THIS IS HOW IT FEELS.
Not elation but relief. Not celebration but reflection. Not an end but perhaps a new beginning.
Guilty verdicts for Derek Chauvin in the murder (we can now say murder) of George Floyd won’t erase centuries-old systemic racism. It won’t heal a broken America, won’t eradicate discrimination, won’t make us safer. We still have much work to do.
But I remember Rodney King — we had a video then, too. I remember Amadou Diallo, unarmed, in a doorway, shot 41 times. I remember Trayvon Martin, killed for walking while wearing a hoodie. And while nothing can bring them, or George Floyd, or 13-year-old Adam Toledo back to life, today’s verdict’s in the Chauvin case can give us hope that justice is possible, and that anyone can be held accountable.

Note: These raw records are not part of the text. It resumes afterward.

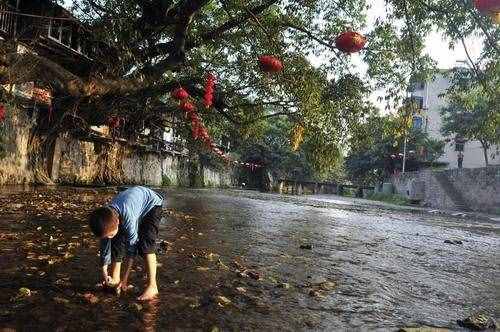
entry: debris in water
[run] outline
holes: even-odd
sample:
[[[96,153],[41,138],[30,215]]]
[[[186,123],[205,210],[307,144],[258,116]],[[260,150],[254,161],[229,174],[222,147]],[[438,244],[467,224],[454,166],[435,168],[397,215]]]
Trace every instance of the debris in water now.
[[[231,300],[228,299],[227,297],[225,296],[216,296],[215,297],[215,300],[217,301],[217,303],[221,306],[221,307],[225,307],[229,304],[231,304]]]
[[[131,303],[128,308],[132,311],[139,312],[142,310],[142,305],[139,303]]]
[[[260,278],[261,278],[261,275],[259,272],[256,272],[256,271],[245,271],[245,272],[252,279],[260,280]]]
[[[99,298],[92,293],[83,294],[83,298],[90,304],[96,304],[97,302],[99,302]]]
[[[290,288],[290,284],[286,283],[286,282],[280,282],[279,284],[276,285],[276,287],[288,289],[288,288]]]
[[[451,330],[433,326],[403,327],[398,330],[398,332],[449,332],[449,331]]]
[[[30,297],[32,294],[31,290],[26,287],[21,287],[19,288],[19,291],[17,292],[17,295],[14,296],[11,301],[20,301],[23,300],[27,297]]]
[[[54,296],[52,298],[52,300],[54,300],[54,302],[57,302],[57,303],[60,303],[60,304],[68,304],[69,303],[68,299],[65,299],[64,297],[59,297],[59,296]]]
[[[465,327],[471,330],[487,330],[497,328],[497,324],[489,315],[485,313],[476,312],[463,320],[457,320],[457,323],[461,327]]]

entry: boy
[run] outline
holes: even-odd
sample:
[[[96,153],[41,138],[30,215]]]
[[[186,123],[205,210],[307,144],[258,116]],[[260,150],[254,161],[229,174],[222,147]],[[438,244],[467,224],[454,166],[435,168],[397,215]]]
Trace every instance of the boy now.
[[[156,284],[156,239],[161,220],[163,198],[145,187],[132,187],[118,194],[107,206],[89,216],[89,226],[101,240],[102,278],[117,290],[128,289],[134,257],[146,261],[148,283],[138,300],[148,301],[158,295]],[[120,279],[121,262],[127,256],[127,268]],[[111,264],[111,275],[108,266]]]

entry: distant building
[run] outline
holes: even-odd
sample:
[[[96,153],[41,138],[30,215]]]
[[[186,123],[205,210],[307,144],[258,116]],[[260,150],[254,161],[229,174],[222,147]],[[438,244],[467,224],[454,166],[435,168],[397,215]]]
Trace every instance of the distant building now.
[[[444,154],[438,162],[448,164],[448,168],[458,168],[460,150],[463,147],[463,168],[485,167],[483,148],[478,141],[461,142],[457,137],[444,137],[441,134],[441,109],[447,105],[443,94],[450,86],[447,71],[441,71],[432,81],[416,82],[412,86],[411,97],[421,110],[419,116],[414,117],[414,126],[429,134],[430,137],[446,142]],[[498,150],[493,146],[488,154],[490,165],[500,165],[500,155],[491,154]]]

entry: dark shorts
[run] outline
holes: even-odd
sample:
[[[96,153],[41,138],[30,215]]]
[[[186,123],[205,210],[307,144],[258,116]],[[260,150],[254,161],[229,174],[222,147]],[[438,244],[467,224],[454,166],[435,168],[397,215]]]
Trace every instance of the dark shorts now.
[[[161,216],[161,206],[155,206],[139,222],[139,242],[137,242],[137,251],[140,256],[154,254],[156,252],[156,240],[158,239],[158,228],[160,226]],[[111,239],[111,260],[113,262],[121,262],[126,253],[126,236],[120,228],[118,234]]]

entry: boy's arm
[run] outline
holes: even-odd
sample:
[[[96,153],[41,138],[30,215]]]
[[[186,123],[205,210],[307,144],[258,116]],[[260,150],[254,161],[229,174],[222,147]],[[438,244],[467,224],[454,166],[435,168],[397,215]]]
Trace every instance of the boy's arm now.
[[[111,240],[102,239],[100,247],[102,279],[106,281],[108,279],[108,265],[111,264]]]
[[[124,291],[128,289],[128,277],[132,271],[132,266],[134,265],[134,257],[127,257],[127,267],[125,269],[125,274],[123,275],[122,281],[120,282],[120,288]]]

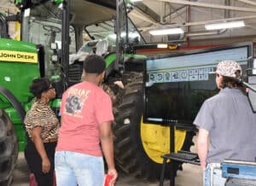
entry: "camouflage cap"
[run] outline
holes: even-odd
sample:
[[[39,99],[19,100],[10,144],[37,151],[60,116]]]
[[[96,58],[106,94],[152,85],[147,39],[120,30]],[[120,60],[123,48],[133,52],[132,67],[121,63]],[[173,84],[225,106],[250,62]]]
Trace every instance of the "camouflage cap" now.
[[[240,71],[241,74],[241,66],[234,61],[222,61],[217,66],[216,73],[222,76],[236,78],[236,72]]]

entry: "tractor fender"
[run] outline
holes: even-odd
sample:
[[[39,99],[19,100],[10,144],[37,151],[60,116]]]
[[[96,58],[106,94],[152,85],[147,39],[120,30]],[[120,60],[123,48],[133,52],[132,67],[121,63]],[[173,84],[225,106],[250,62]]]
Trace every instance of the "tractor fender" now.
[[[18,114],[20,117],[21,122],[23,124],[23,119],[26,115],[25,109],[23,108],[20,102],[17,100],[17,98],[11,93],[9,90],[3,88],[3,86],[0,86],[0,93],[3,95],[9,102],[12,104],[12,106],[15,108]]]

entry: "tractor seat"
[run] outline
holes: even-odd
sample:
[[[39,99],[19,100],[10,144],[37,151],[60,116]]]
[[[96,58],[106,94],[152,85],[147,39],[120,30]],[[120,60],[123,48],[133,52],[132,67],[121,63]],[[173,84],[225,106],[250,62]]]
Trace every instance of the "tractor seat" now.
[[[103,56],[108,54],[108,40],[99,40],[96,45],[96,55]]]

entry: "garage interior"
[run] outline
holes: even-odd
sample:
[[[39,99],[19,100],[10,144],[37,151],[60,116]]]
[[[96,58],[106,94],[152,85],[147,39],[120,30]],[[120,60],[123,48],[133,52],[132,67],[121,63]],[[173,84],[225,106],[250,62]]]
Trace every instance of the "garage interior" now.
[[[1,0],[0,12],[7,15],[16,14],[19,9],[9,0]],[[128,15],[142,37],[148,44],[178,45],[179,51],[209,49],[237,43],[256,42],[256,1],[253,0],[131,0],[127,6]],[[208,30],[208,26],[227,26],[240,24],[241,27],[218,28]],[[102,26],[105,29],[105,26]],[[179,29],[179,33],[169,35],[154,35],[152,31]],[[108,32],[96,30],[95,35]],[[20,36],[15,23],[9,24],[10,38]],[[84,42],[89,36],[84,33]],[[176,53],[177,50],[159,49],[154,51],[141,51],[148,57]],[[254,55],[256,49],[253,49]],[[194,137],[193,141],[196,139]],[[190,149],[196,152],[196,147]],[[19,164],[19,162],[20,162]],[[22,153],[19,154],[17,170],[15,172],[14,186],[27,185],[27,167]],[[200,166],[184,164],[183,171],[177,172],[176,185],[202,185],[202,172]],[[121,175],[118,186],[156,186],[158,182],[148,182]],[[168,180],[165,186],[169,185]]]

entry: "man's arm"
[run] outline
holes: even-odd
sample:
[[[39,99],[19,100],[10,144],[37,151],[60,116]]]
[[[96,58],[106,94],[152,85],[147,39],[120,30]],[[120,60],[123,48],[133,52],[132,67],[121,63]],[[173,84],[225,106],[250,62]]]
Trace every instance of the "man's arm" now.
[[[113,185],[118,177],[118,173],[114,168],[113,142],[111,122],[108,121],[101,123],[99,128],[101,144],[108,169],[108,174],[111,174],[113,176],[110,184]]]
[[[208,150],[208,136],[209,132],[202,128],[199,129],[196,146],[197,153],[201,161],[201,166],[202,169],[206,169],[207,166],[207,157]]]

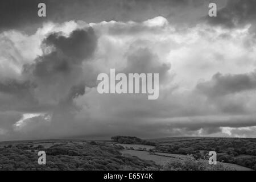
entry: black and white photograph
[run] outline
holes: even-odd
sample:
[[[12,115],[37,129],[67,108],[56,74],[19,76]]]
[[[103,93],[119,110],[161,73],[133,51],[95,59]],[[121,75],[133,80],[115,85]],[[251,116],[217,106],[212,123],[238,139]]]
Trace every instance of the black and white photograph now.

So many of us don’t know this feeling. We don’t know what it’s like to cry tears of joy, to believe that the future is brighter, to think that we as a nation can rise above our basest selves. We are, after all, a country of fragments; a people fragmented. We are a labyrinthine expanse so loosely bound as if against nature.
But this is how it feels when America does something right for all Americans. This is what we mean by one nation with liberty and justice for all.
Yes, we are a country of fragments. But while the pieces don’t always fit, once in a while we do come together.
I can get used to this. I hope we all get used to this.